Glam’s journey to the forefront of Housewives is really a story about reality TV’s coming of age. As the medium has become more popular, the old order of “low art” versus “high art” has been upended. Real Housewives were once shunned by the elites of fashion and beauty, but now they’re following their lead. Kemsley and Jayne have appeared in Vogue, while Sonja Morgan and Karen Huger were shot by PAPER. Sutton Stracke met Andy Cohen for the first time at Anna Wintour’s Met Gala and counts designer duo Domenico Dolce and Stefano Gabbana as close friends. (She even walked in one of their fashion shows). Gigi and Bella Hadid’s rise to superstardom was helped, not hindered, by their mother Yolanda Hadid appearing on RHOBH for four seasons. “Gatekeepers of taste in that Vogue world were definitely keeping reality TV at arm’s length for a while,” Moylan says. “But now it’s become so saturated into the culture, they just can’t anymore. They’ve validated them and are now being influenced by them.”

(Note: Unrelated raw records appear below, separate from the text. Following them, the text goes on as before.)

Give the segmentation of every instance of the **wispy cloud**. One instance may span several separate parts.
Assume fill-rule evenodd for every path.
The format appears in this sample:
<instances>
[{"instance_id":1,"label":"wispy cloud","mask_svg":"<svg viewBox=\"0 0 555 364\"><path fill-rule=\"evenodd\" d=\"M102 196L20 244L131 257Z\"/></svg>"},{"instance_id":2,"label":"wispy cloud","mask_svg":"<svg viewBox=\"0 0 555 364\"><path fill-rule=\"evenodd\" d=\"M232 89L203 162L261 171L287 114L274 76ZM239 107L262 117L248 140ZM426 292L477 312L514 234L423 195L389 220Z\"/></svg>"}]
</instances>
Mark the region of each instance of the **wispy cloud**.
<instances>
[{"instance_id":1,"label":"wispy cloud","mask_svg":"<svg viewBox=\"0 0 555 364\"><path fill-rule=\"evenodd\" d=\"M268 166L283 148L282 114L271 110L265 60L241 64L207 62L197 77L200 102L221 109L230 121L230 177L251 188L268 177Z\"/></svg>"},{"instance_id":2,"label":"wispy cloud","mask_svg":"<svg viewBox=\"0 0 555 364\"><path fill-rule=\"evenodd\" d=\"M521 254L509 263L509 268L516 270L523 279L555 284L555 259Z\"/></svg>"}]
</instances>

Today, glam squads are at the center of a clash between two different philosophies of what these shows are about. As the franchise has transitioned from surprise hit to novelty and now into a platform with genuine cultural cachet, the influence and bankability of its stars has increased. For some old-school fans, glam’s move in front of the camera represents the shows becoming less of a fly-on-the-wall insight into an elite world and more of a produced branding exercise. But newer fans seem more at ease with the constant glam-related opportunities to stan their faves on social media. From stalking the ’wives behind-the-scenes Instagrams while they film to waiting for confessional and reunion looks to drop, glam has helped to create a year-round fan experience.
It’s impossible for most Housewives shows to recapture the innocence of the pre-glam, pre-Instagram era. But that doesn’t mean they’ve lost the ability to enthrall and entertain us: According to Andy Cohen, RHOBH has “in a weird way, emerged as the crown jewel in recent years.” He’s not wrong — and its resurgence was notably driven by the fallout from jaw-dropping scandals engulfing Jayne and her co-stars, rather than the looks they served.
As long as there is money to be made from looking fabulous, glam squads won’t be going anywhere. But like Bravo’s smartest Real Housewives, the best reality shows understand that looks only get you so far — authentic drama and relationships will always reign supreme.